Board Game Engines Are About Trees, Not Evaluation Functions
Posted on Mon 31 July 2023 in Technology
Lately, I've been flirting with the idea of making a game engine to evaluate Brazilian Draughts, which I plan to do with alpha-beta pruning. Since I might be spending a bit of time working on tree searches, I want to write about something that I've noticed for a while: whenever people talk about game engines for perfect information board games, they only focus on the evaluation function, which makes it seem like the evaluation function is the most important part. AlphaZero is a good example of this, since most articles focused on the neural network while completely ignoring how it worked with the Monte Carlo Tree Search, which is the important part. In this article, I want to explain why the evaluation function isn't as important as the tree search and why you might even want to weaken your evaluation function sometimes.
For a perfect information board game, the optimal algorithm is a brute-force search of the entire game tree. This perfectly solves every single position, but it requires too much time and memory to actually be practical for anything but the smallest games. That means that we have to make an approximation for our brute-force tree search, which we do by creating an evaluation function. That's why focusing too much on the evaluation function is misguided: it's just there to help approximate the exhaustive tree search, not actually tell you what your next move should be.
When somebody tries to create a game engine without remembering that they should be focusing on the tree search, they sometimes end up over-engineering the evaluation function to be as strong as possible, at the cost of making the evaluation function very expensive to call. Since the evaluation function isn't there to tell you what the best move is, this focus on power over cost can actually make your engine weaker. You obviously don't want to make your evaluation function be bad, but if you increase the cost of calling your evaluation function, you might end up not being able to search enough of the game tree. You can get around that by using a tree search that doesn't require the evaluation to be called many times, like Monte Carlo Tree Search, but you still need to stay focused on the tree search instead of the evaluation function.

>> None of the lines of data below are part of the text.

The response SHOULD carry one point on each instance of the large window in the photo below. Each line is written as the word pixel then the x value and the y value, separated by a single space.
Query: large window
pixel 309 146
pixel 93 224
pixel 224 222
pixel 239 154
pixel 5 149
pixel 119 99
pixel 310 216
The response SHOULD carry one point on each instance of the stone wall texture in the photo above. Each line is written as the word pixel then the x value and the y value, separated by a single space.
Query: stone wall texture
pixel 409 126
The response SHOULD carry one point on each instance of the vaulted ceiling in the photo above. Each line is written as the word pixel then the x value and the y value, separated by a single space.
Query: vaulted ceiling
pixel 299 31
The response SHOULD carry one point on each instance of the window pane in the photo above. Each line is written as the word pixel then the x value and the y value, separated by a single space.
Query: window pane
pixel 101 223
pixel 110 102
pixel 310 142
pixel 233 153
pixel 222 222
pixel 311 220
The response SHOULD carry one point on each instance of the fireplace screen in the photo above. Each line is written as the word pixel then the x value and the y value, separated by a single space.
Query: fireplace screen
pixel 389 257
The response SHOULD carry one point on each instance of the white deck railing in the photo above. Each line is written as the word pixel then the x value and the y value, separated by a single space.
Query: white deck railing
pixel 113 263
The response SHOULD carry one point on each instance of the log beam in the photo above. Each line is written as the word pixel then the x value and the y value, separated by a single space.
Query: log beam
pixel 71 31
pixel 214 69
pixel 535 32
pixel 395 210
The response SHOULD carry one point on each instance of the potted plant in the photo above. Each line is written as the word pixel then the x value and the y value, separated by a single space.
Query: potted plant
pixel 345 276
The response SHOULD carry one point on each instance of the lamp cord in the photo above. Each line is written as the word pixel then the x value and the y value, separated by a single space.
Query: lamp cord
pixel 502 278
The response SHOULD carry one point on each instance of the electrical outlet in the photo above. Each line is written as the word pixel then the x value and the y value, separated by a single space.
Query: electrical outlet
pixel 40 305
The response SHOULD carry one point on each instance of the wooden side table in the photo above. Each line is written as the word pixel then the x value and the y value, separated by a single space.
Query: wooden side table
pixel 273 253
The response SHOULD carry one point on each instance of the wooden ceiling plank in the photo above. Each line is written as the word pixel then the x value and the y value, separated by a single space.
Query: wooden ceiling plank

Another way of looking at this is that the further into the game tree you can look, the cheaper you can make your evaluation function. In a brute-force search, you just have to check if a position is won, lost, or drawn after the game has ended. The more shallow your search is, the more the evaluation function has to do to compensate for the lack of depth. The catch is that positions are more complicated the earlier into the game you are. That's because every piece (or empty space on the board, if you're playing Go or Tic-Tac-Toe) is a degree of freedom, and the number of pieces (or empty spaces) is highest at the beginning of the game. That means your evaluation function will have to become exponentially more powerful the more shallow your search is, which means the cost of your evaluation function will exponentially increase, unless you can figure out how to solve the game mathematically. Going to extremes and trying to completely replace the tree search with an evaluation function gives you the same problem of requiring too much time and memory like the brute-force approach.
The temptation here (and the reason why I'm writing this article for me just as much as for everybody else) is that there's a lot of ways to make strong but expensive evaluation functions. If you have the resources, it wouldn't be difficult to feed millions of sample games to a big neural network and use that as the evaluation function, but that would only worsen your engine unless you use a tree search that's designed for expensive evaluation functions. These resources would be much better spent optimizing the tree search by creating endgame tablebases and transposition tables, which reduce the number of lines that need to be evaluated.